The Virtues of Solitude – 5. Appreciation

Did you know that only 10% of our mind functions consciously on a daily basis?

That leaves the other 90% functioning on an unconscious auto-pilot mode.  In essence, all the stimulation of our daily lives is filtered out for what is the most immediately relevant to us.  So what’s the big deal you ask?  The big deal is the little things we miss on the way. We miss the opportunities for admiration, the doorways to experiencing gratitude, and the chances to appreciate life as a whole.  We miss the feelings of happiness, the childlike sensations of awe, and the innocent curiosity of wonder.

If you look around, it’s easy to see that the need for personal Solitude is great in this world.  Not only does Solitude help us develop inner peace, acceptance and understanding, but also outer insight, awareness and most essentially, appreciation.  After all, how are we supposed to enjoy the journey rather than the destination without appreciating what we see on the way?
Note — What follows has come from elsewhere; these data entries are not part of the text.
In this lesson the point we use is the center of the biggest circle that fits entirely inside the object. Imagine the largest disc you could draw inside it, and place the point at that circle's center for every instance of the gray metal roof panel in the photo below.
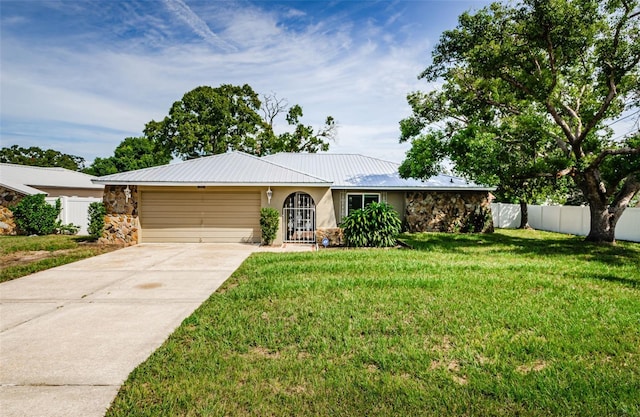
(229, 168)
(45, 177)
(352, 171)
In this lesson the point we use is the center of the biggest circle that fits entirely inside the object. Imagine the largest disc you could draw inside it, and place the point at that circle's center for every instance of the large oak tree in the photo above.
(210, 120)
(568, 66)
(130, 154)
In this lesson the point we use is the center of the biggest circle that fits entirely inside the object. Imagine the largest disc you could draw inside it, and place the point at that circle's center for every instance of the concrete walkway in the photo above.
(70, 336)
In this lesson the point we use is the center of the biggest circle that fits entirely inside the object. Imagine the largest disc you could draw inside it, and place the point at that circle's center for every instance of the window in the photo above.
(358, 201)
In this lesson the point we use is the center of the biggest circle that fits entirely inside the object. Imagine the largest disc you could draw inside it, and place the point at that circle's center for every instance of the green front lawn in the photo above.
(515, 323)
(24, 255)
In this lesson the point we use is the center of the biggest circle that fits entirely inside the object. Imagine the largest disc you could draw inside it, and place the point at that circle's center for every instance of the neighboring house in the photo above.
(75, 190)
(218, 198)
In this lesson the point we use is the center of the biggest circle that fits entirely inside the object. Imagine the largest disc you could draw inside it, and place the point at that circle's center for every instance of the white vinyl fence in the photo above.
(564, 219)
(74, 210)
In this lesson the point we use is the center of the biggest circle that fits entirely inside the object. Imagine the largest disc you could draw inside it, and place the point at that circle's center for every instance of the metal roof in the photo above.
(27, 179)
(232, 168)
(353, 171)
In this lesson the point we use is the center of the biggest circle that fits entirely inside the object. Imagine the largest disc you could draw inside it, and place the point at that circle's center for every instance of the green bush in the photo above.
(269, 220)
(34, 216)
(97, 212)
(67, 229)
(376, 225)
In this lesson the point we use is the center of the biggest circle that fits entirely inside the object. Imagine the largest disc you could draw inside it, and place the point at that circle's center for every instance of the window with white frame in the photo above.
(357, 201)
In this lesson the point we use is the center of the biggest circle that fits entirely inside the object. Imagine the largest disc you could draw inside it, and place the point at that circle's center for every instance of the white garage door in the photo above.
(208, 217)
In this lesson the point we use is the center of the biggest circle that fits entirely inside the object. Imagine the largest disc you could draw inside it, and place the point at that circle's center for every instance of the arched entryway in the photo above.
(299, 212)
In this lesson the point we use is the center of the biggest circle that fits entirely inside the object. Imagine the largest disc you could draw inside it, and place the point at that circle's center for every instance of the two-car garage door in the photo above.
(208, 217)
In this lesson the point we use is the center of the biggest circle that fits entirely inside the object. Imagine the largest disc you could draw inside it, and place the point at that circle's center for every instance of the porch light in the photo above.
(269, 194)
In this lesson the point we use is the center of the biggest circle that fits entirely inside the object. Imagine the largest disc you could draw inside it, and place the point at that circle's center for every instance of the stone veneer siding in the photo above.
(334, 234)
(8, 199)
(121, 223)
(442, 211)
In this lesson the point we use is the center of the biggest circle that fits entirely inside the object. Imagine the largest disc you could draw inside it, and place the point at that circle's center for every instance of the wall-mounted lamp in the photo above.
(269, 194)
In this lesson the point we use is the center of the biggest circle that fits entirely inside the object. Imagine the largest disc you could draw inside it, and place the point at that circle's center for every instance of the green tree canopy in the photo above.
(35, 156)
(529, 93)
(131, 154)
(210, 120)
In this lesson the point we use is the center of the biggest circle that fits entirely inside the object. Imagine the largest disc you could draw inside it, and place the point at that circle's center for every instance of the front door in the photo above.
(299, 213)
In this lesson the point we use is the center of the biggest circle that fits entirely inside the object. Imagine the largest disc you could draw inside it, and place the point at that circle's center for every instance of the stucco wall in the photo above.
(394, 198)
(71, 192)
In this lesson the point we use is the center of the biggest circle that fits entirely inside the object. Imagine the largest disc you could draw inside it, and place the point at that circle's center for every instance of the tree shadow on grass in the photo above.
(530, 244)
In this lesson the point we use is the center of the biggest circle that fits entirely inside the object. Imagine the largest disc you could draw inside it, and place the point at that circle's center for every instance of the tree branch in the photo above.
(610, 152)
(622, 199)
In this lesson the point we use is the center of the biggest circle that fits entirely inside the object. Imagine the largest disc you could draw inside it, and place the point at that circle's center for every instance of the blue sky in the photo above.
(80, 76)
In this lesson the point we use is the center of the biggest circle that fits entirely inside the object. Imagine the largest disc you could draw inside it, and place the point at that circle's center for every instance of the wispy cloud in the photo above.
(199, 26)
(130, 70)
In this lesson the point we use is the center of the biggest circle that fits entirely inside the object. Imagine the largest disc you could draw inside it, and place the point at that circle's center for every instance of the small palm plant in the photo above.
(376, 225)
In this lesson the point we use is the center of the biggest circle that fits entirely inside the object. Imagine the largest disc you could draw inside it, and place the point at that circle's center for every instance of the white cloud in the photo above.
(184, 13)
(329, 69)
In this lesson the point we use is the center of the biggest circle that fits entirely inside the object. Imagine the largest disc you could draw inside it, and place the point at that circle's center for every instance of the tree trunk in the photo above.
(524, 216)
(603, 224)
(605, 214)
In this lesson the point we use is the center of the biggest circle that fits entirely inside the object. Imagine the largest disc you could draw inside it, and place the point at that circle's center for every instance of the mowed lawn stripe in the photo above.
(514, 323)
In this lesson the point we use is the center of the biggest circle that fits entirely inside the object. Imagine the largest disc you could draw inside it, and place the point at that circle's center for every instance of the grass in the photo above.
(515, 323)
(24, 255)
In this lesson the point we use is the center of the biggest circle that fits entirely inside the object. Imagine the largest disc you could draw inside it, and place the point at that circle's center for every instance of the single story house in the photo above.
(18, 181)
(218, 198)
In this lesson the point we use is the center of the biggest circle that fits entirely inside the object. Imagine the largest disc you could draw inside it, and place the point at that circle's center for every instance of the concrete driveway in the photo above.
(70, 336)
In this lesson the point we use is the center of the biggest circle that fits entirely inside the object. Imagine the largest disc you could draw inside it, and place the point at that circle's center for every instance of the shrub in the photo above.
(97, 212)
(67, 229)
(269, 220)
(34, 216)
(376, 225)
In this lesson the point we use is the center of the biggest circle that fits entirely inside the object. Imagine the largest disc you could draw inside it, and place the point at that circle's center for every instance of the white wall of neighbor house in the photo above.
(74, 210)
(564, 219)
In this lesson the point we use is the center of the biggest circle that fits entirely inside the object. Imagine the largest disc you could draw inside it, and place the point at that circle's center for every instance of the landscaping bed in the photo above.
(513, 323)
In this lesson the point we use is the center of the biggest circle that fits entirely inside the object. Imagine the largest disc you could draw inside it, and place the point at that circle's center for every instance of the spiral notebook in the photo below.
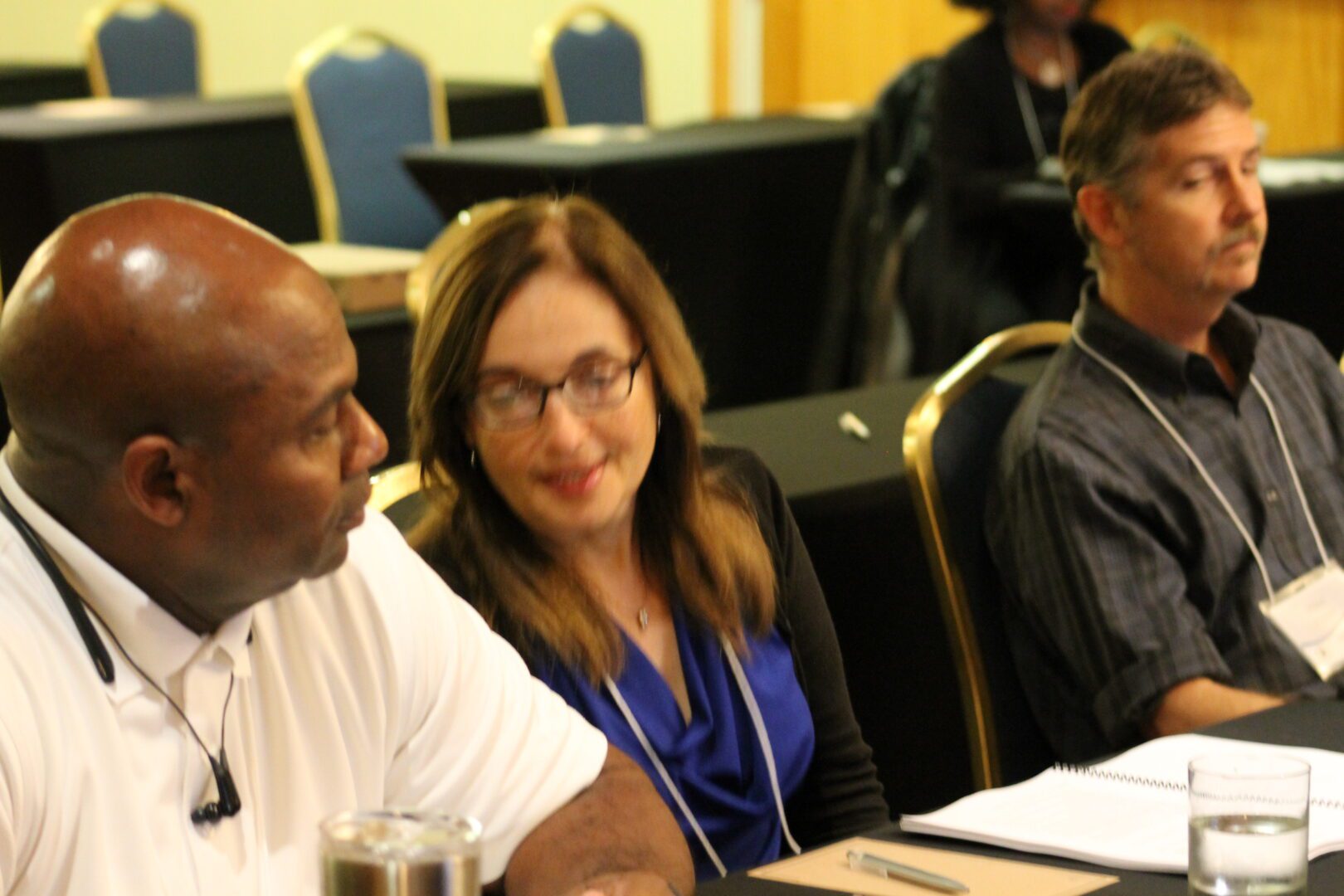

Gratitude and Appreciation

If you want to find happiness, find gratitude.  ~  S. Maraboli

Gratitude stems from appreciation and is essentially an attitude of thankfulness towards the big and little things of life.  When was the last time you sat down and thought about all the things you’re thankful for?  Or stopped at the traffic lights and felt gratitude for your ability to work for money, drive, gather food, function normally … So why do we complain more than feel appreciation in our lives?  The answer is an easy one: lack of awareness, and lack of alone time and personal Solitude.  As I mentioned earlier, we live most of our days in an automatic and unconscious state.  As you can read in a previous article, this is largely due to the fact that we constantly live in the past or off in the future, forgetting about this present moment now.  To experience gratitude is to experience an appreciation of the present moment, of what we possess right now.  Experiencing gratitude also requires a certain level of introspective alone time, you could even say that gratitude is a natural byproduct of Solitude.  Without Solitude, it’s extremely difficult to develop appreciation when we’re engulfed in tides of people, noise and drama.

My question to you, the Reader:

How do you practice gratitude in your daily life?

Admiration and Appreciation

Admiration is the second element of appreciation and is basically a feeling of wonder and pleasure towards something.  Admiration is essential to our lives because it instills in us a sense of love, respect and awe for what we see.  When you pass a mountain in your car, do you feel a sense of awe and wonder?  When you see a mother nursing her young in the streets, do you feel a sense of love and respect?  Too often we take the things we see for granted, missing out on their hidden opportunities to experience admiration and appreciation, the very things that help us enjoy life.  This is due to the fact that we don’t make time and space for ourselves to absorb the world around us.  Once again, experiencing admiration in its purest form is closely linked to the need to establish personal Solitude.  How can we live life fully without first admiring, appreciating and enjoying it first?

Appreciation, the fifth virtue of Solitude, is split up into the two elements of gratitude and admiration.  These allow us to see each moment as a beautiful gift, with eyes of wonder and respect.